3.   Unless otherwise specified, the provisions in force concerning customs duties shall apply.

Article 2

This Regulation shall enter into force on the day following its publication in the Official Journal of the European Union.

This Regulation shall be binding in its entirety and directly applicable in all Member States.

Done at Brussels, 13 September 2010.

For the Council

The President

S. VANACKERE


(1)  OJ L 343, 22.12.2009, p. 51.

(2)  OJ L 109, 26.4.2007, p. 12.

(3)  Case T-206/07 Foshan Shunde Yongjian Housewares and Hardware v Council.

(4)  Case T-2/95 Industrie des poudres sphériques (IPS) v Council [1998] ECR II-3939.

(5)  Case C-458/98 P Industrie des poudres sphériques (IPS) v Council [2000] ECR I-08147.

(6)  OJ C 308, 18.12.2009, p. 44.

(7)  OJ L 209, 2.8.1988, p. 1.

(8)  OJ L 40, 12.2.2004, p. 11.

(9)  Joined cases T-163/94 and 165/94 NTN Corporation and Koyo Seiko Co.
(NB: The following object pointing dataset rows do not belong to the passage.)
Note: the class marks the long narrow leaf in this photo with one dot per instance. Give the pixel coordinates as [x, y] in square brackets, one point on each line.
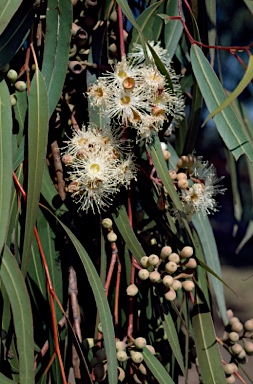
[5, 160]
[226, 121]
[37, 142]
[14, 283]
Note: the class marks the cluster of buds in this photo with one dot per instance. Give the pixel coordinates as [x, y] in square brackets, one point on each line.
[196, 182]
[138, 95]
[237, 340]
[97, 167]
[173, 270]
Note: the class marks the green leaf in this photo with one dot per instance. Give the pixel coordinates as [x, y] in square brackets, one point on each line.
[37, 142]
[56, 52]
[227, 122]
[236, 92]
[171, 332]
[14, 283]
[121, 220]
[5, 160]
[16, 31]
[102, 305]
[172, 30]
[156, 368]
[8, 8]
[209, 358]
[205, 233]
[146, 22]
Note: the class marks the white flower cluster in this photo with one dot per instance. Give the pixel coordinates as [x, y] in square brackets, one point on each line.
[137, 94]
[199, 197]
[97, 168]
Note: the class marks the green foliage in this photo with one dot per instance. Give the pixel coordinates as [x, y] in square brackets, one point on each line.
[105, 236]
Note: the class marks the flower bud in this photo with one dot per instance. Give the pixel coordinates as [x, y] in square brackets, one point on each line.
[155, 277]
[12, 75]
[20, 86]
[170, 295]
[140, 342]
[153, 260]
[121, 356]
[107, 223]
[174, 257]
[188, 285]
[186, 252]
[143, 274]
[111, 236]
[168, 281]
[165, 252]
[171, 267]
[137, 357]
[132, 290]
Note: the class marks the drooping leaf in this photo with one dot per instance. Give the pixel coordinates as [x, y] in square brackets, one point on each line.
[156, 368]
[55, 60]
[14, 283]
[209, 358]
[248, 75]
[37, 142]
[121, 220]
[226, 121]
[16, 31]
[5, 160]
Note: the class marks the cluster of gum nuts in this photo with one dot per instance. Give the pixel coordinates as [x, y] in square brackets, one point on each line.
[125, 352]
[237, 340]
[169, 269]
[19, 85]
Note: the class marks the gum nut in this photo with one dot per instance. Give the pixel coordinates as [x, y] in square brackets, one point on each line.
[170, 267]
[248, 325]
[168, 281]
[186, 252]
[192, 263]
[230, 379]
[120, 345]
[137, 357]
[176, 285]
[112, 237]
[173, 175]
[230, 313]
[140, 342]
[233, 336]
[144, 261]
[12, 75]
[143, 274]
[188, 285]
[183, 184]
[229, 369]
[153, 260]
[236, 348]
[151, 348]
[181, 176]
[20, 86]
[166, 155]
[174, 257]
[248, 347]
[165, 252]
[132, 290]
[100, 355]
[237, 326]
[155, 277]
[143, 369]
[170, 295]
[121, 374]
[107, 223]
[121, 355]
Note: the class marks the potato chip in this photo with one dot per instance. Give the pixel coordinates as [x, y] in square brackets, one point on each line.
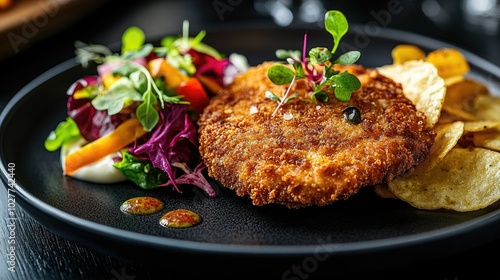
[403, 53]
[382, 190]
[465, 180]
[449, 62]
[489, 139]
[447, 136]
[421, 84]
[460, 98]
[477, 126]
[487, 107]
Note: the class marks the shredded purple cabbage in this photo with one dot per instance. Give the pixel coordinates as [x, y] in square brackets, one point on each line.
[173, 148]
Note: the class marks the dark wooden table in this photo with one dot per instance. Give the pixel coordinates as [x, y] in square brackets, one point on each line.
[40, 254]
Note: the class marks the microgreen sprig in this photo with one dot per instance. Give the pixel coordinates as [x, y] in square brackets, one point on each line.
[317, 68]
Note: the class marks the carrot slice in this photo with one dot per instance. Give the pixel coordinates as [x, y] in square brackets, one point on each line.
[212, 85]
[125, 134]
[160, 67]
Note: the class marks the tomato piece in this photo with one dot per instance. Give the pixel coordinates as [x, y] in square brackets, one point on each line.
[193, 91]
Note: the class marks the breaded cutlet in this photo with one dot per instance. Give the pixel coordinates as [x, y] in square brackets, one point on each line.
[308, 153]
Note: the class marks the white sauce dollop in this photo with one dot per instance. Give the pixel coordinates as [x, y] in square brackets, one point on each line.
[101, 171]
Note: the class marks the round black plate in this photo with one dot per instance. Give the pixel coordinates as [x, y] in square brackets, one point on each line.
[365, 230]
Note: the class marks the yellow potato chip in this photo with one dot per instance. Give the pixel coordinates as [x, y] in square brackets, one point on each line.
[465, 180]
[421, 84]
[489, 139]
[461, 97]
[449, 62]
[480, 125]
[447, 137]
[382, 190]
[487, 107]
[403, 53]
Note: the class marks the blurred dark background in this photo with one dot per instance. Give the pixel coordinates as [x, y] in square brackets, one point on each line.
[42, 42]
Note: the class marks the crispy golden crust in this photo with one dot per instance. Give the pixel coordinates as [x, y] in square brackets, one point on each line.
[307, 154]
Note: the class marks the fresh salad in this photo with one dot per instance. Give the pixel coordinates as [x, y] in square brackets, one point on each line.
[136, 118]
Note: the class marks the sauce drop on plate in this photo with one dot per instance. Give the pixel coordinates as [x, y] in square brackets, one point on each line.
[180, 218]
[142, 205]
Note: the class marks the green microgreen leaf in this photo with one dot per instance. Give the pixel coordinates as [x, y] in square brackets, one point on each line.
[284, 54]
[320, 55]
[146, 112]
[133, 39]
[115, 98]
[65, 131]
[87, 53]
[345, 84]
[320, 96]
[280, 75]
[348, 58]
[141, 172]
[272, 96]
[337, 25]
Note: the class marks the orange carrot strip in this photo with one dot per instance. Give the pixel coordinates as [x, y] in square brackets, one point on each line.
[160, 67]
[114, 141]
[212, 85]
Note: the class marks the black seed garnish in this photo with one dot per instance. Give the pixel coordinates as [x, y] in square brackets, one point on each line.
[352, 114]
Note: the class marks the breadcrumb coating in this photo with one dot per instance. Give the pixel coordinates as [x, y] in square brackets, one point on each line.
[307, 153]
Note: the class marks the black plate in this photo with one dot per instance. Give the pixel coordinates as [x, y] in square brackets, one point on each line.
[365, 230]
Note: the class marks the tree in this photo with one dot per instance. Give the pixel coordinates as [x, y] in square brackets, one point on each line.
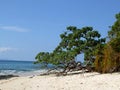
[74, 41]
[108, 60]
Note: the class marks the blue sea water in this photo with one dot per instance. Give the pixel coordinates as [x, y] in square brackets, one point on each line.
[21, 68]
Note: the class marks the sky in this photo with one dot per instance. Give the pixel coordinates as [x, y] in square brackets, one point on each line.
[28, 27]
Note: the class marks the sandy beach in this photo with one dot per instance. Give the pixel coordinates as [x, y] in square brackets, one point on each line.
[87, 81]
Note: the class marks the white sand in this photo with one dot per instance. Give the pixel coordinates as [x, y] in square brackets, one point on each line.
[88, 81]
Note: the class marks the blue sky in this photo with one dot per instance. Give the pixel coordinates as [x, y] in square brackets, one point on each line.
[31, 26]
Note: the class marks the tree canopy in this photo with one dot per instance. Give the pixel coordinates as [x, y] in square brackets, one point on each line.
[74, 41]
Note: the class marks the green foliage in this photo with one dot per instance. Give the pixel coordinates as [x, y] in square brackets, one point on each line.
[108, 60]
[73, 42]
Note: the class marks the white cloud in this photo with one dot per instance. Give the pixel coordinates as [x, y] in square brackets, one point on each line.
[13, 28]
[6, 49]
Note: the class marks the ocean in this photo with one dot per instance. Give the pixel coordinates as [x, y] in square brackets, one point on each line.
[20, 68]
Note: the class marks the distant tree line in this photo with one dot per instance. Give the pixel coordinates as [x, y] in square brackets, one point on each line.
[103, 56]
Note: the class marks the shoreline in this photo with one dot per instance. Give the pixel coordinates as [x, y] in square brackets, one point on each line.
[86, 81]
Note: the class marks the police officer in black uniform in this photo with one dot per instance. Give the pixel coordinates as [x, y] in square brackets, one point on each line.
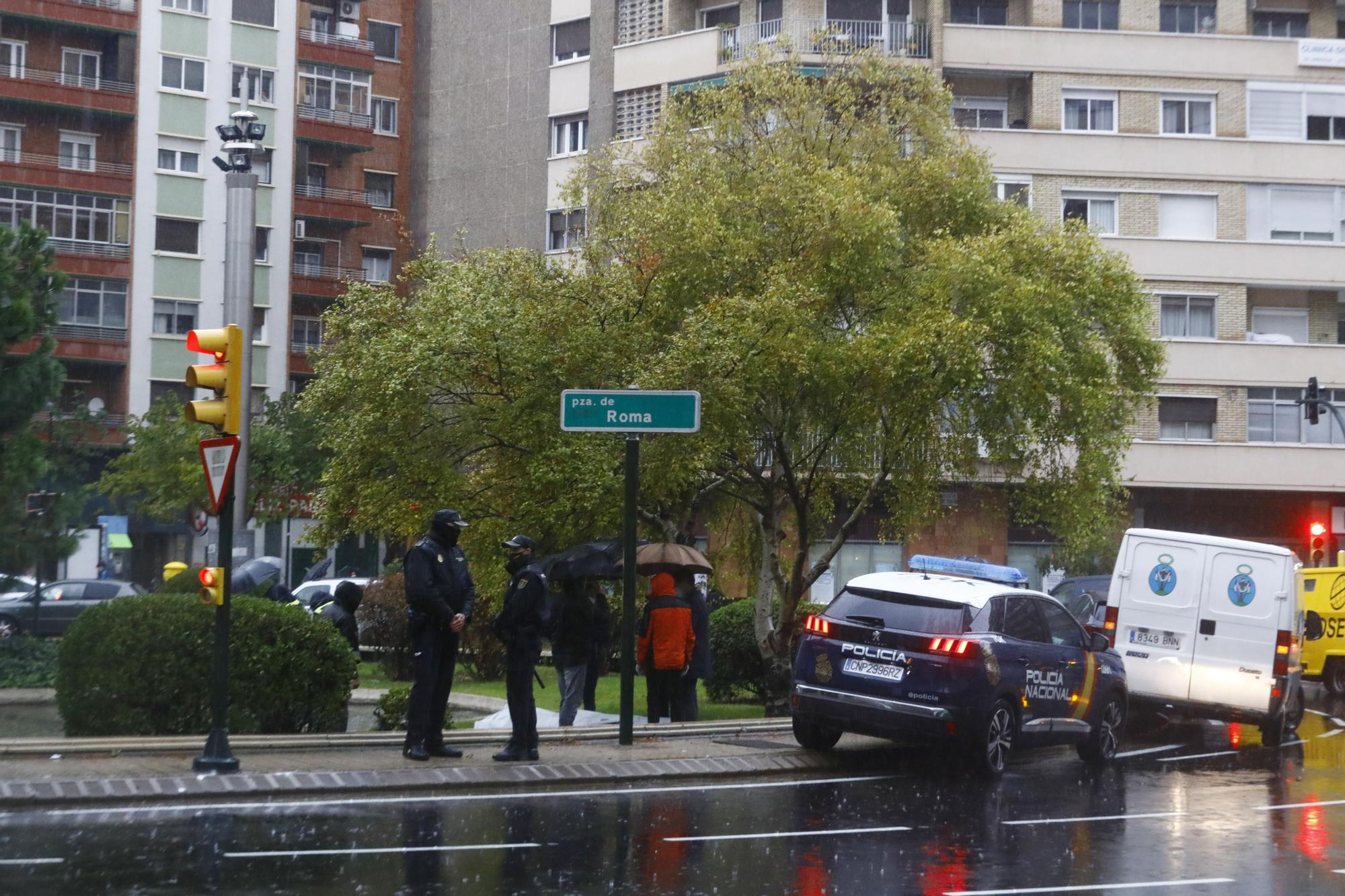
[440, 596]
[520, 624]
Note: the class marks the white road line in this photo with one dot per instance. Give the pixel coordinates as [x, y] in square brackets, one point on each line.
[786, 833]
[1082, 818]
[297, 853]
[1090, 888]
[1148, 749]
[449, 798]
Ltd v Council [1995] ECR II-01381.

(10)  European Communities-Antidumping Duties on Imports of Cotton-Tyle Bed Linen from India: Recourse to Article 21.5 of the DSU by India WT/DS141/AB/RW (8 April 2003), paragraphs 82-86; Council Regulation (EC) No 1515/2001 of 23 July 2001 on the measures that may be taken by the Community following a report adopted by the WTO Dispute Settlement Body concerning anti-dumping and anti-subsidy matters (OJ L 201, 26.7.2001, p. 10); Council Regulation (EC) No 436/2004 of 8 March 2004 amending Regulation (EC) No 1784/2000 imposing a definitive anti-dumping duty and collecting definitively the provisional duty imposed on imports of certain malleable cast iron tube or pipe fittings originating in Brazil, the Czech Republic, Japan, the People’s Republic of China, the Republic of Korea and Thailand (OJ L 72, 11.3.2004, p. 15) following Reports adopted by the Dispute Settlement Body of the WTO.

(11)  Paragraph 111 of the Court of Justice judgment.